The Ourea are offspring of the Goddess Gaia. This family line was important in Greek mythology because it explained the outline of natural occurrences on the hills surrounding the isles. Gaia had nine children who were know as the Ourea.
They are Aitna, Athos, Helikon, Kithairon, Nysos, Olympus, Oreios, Parnes, and Tmolus. Each child of the nature goddess made their home on a mountain around Greece.
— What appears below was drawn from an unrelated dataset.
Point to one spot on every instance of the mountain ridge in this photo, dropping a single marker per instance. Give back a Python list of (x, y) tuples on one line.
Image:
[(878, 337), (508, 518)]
Upon every mountain, the Greeks erected oracle monuments to mark the recognition of the presence of each deity.
The difficulty in understanding the Ourea in Greek myth comes from these deities being classified as primordial. They preceded the interaction of major gods like Zeus, Apollo, and Aphrodite.
Their presence was established by the founding powers like Cronos and Uranus. In ancient Greek myth, the Ourea are equivalent to the modern notion of elemental powers. This collection of cosmic offspring controlled the natural aspects experienced in the region.
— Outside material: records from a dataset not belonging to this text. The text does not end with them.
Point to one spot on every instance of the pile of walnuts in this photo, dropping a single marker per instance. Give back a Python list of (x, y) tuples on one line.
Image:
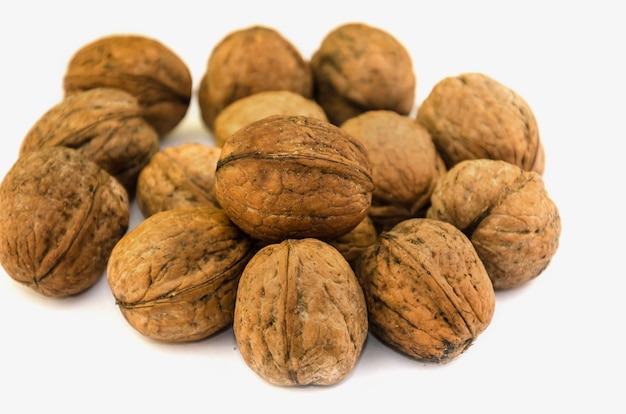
[(324, 211)]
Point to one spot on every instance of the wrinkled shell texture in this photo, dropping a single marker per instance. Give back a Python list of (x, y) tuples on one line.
[(428, 294), (405, 164), (507, 214), (60, 216), (472, 116), (174, 276), (358, 68), (293, 177), (178, 176), (257, 106), (142, 66), (248, 61), (103, 124), (300, 315)]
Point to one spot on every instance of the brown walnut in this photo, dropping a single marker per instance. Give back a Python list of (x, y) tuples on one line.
[(300, 315), (174, 276), (293, 177), (140, 65), (257, 106), (60, 216), (405, 164), (472, 116), (357, 68), (247, 61), (428, 294), (507, 214), (103, 124), (178, 176)]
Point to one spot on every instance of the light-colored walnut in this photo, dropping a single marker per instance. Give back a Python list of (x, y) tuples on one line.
[(507, 214), (174, 276), (60, 216), (428, 294), (300, 315)]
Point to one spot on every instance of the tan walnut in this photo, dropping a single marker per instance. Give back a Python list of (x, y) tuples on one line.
[(293, 177), (472, 116), (358, 67), (507, 214), (405, 164), (140, 65), (60, 216), (178, 176), (428, 294), (105, 125), (300, 315), (247, 61), (174, 276)]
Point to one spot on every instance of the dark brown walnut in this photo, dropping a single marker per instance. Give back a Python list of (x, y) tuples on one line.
[(472, 116), (174, 276), (507, 214), (300, 315), (178, 176), (293, 177), (103, 124), (358, 68), (257, 106), (247, 61), (140, 65), (428, 294), (60, 216), (405, 164)]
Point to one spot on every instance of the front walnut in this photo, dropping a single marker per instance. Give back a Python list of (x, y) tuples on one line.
[(428, 294), (293, 177), (174, 276), (300, 315), (507, 214), (60, 216)]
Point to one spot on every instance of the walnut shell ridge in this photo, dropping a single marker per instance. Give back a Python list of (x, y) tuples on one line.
[(427, 292), (507, 214), (300, 315), (60, 216)]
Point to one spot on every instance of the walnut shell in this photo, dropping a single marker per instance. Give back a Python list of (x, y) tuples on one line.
[(357, 68), (428, 294), (248, 61), (60, 216), (293, 177), (300, 315), (178, 176), (140, 65), (257, 106), (405, 164), (174, 276), (507, 214), (472, 116), (103, 124)]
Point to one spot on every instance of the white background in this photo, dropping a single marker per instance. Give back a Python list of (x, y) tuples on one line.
[(554, 345)]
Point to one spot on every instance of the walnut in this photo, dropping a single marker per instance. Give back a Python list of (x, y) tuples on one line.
[(178, 176), (174, 276), (103, 124), (247, 61), (507, 214), (405, 164), (357, 68), (140, 65), (290, 176), (60, 216), (257, 106), (472, 116), (428, 294), (300, 315)]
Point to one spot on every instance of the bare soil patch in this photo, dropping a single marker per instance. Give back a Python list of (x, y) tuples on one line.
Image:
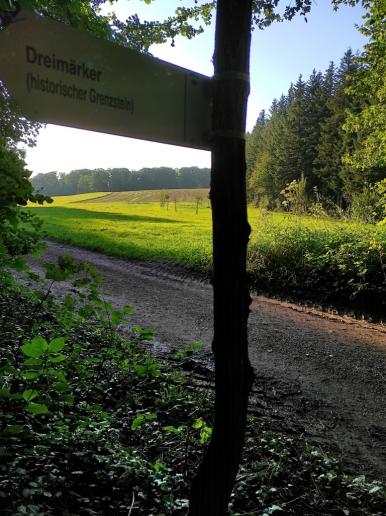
[(317, 375)]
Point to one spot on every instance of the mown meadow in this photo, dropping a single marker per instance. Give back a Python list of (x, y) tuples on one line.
[(338, 263)]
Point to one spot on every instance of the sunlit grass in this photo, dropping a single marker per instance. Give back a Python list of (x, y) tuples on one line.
[(332, 261)]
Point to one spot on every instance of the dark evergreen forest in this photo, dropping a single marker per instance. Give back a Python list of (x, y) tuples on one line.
[(306, 137), (120, 180)]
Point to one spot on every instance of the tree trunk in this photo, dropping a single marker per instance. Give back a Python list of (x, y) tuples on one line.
[(211, 488)]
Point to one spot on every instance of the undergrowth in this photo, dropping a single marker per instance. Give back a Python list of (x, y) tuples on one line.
[(93, 424), (334, 263), (341, 265)]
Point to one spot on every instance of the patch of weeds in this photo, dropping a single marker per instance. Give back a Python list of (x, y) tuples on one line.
[(92, 424)]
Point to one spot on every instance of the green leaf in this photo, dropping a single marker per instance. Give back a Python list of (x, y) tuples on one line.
[(56, 344), (14, 429), (30, 394), (198, 424), (60, 386), (57, 359), (137, 422), (33, 361), (31, 375), (116, 317), (5, 393), (57, 374), (35, 348), (37, 409)]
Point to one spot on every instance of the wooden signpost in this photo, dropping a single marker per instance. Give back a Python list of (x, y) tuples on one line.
[(63, 76)]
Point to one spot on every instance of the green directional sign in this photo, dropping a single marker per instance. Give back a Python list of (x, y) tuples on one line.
[(63, 76)]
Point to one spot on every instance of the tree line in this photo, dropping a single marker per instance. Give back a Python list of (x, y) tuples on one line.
[(313, 141), (120, 179)]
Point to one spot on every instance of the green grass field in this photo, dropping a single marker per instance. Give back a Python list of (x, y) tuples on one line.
[(337, 262), (134, 225)]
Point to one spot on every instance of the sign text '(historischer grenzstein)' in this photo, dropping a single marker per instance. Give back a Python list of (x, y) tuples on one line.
[(37, 81)]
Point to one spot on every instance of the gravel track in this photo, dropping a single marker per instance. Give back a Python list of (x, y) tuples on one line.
[(318, 375)]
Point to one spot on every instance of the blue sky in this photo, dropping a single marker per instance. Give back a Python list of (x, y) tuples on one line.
[(278, 55)]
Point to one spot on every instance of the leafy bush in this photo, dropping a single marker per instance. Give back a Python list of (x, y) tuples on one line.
[(90, 423), (341, 264)]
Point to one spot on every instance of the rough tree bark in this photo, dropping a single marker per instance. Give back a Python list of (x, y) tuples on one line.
[(212, 486)]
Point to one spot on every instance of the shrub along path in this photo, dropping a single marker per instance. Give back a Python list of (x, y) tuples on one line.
[(318, 375)]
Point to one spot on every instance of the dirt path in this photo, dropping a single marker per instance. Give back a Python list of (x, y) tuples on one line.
[(322, 376)]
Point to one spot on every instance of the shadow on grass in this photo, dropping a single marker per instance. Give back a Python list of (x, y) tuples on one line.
[(79, 214)]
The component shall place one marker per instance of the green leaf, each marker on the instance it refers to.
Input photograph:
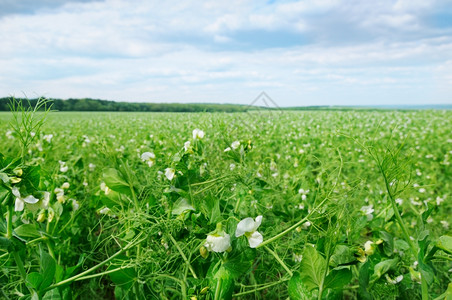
(53, 294)
(383, 267)
(342, 255)
(27, 230)
(426, 271)
(388, 245)
(401, 245)
(445, 243)
(31, 177)
(115, 181)
(5, 243)
(124, 277)
(297, 289)
(363, 280)
(241, 263)
(34, 279)
(337, 279)
(4, 177)
(180, 206)
(48, 266)
(224, 279)
(312, 268)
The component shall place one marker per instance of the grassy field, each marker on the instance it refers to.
(258, 205)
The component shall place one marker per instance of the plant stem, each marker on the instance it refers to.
(414, 249)
(279, 235)
(9, 226)
(260, 288)
(275, 255)
(183, 256)
(73, 278)
(20, 266)
(217, 289)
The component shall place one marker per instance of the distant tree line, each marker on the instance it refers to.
(88, 104)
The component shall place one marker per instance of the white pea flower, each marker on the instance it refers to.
(149, 158)
(235, 145)
(63, 166)
(104, 211)
(48, 138)
(59, 194)
(306, 225)
(20, 202)
(297, 257)
(368, 210)
(198, 134)
(248, 227)
(218, 242)
(75, 204)
(105, 188)
(395, 280)
(369, 247)
(187, 146)
(445, 224)
(9, 134)
(169, 173)
(30, 200)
They were not always actively involved in human struggles, but their whims had the power to influence history.
As Greek society progressed, the importance of the Ourea in culture somewhat diminished. The Ourea were considered to be earthly entities who were only powerful in the physical realm. This was in contrast to high gods who could influence spiritual matters.
Though human tales often disregard the importance of the elemental gods, they are always held in high regard by members of the Olympian Order.
Zeus held Parnes as sacred. Even modern Greeks consider Athos to be the “sacred mountain.” The Ourea are one of the only lineages to exist from the primordial beginnings of Greek mythology, and into the psyche of modern Greeks today.
They embody the role of nature, geography, and the unexplained in almost every Greek mythological tale.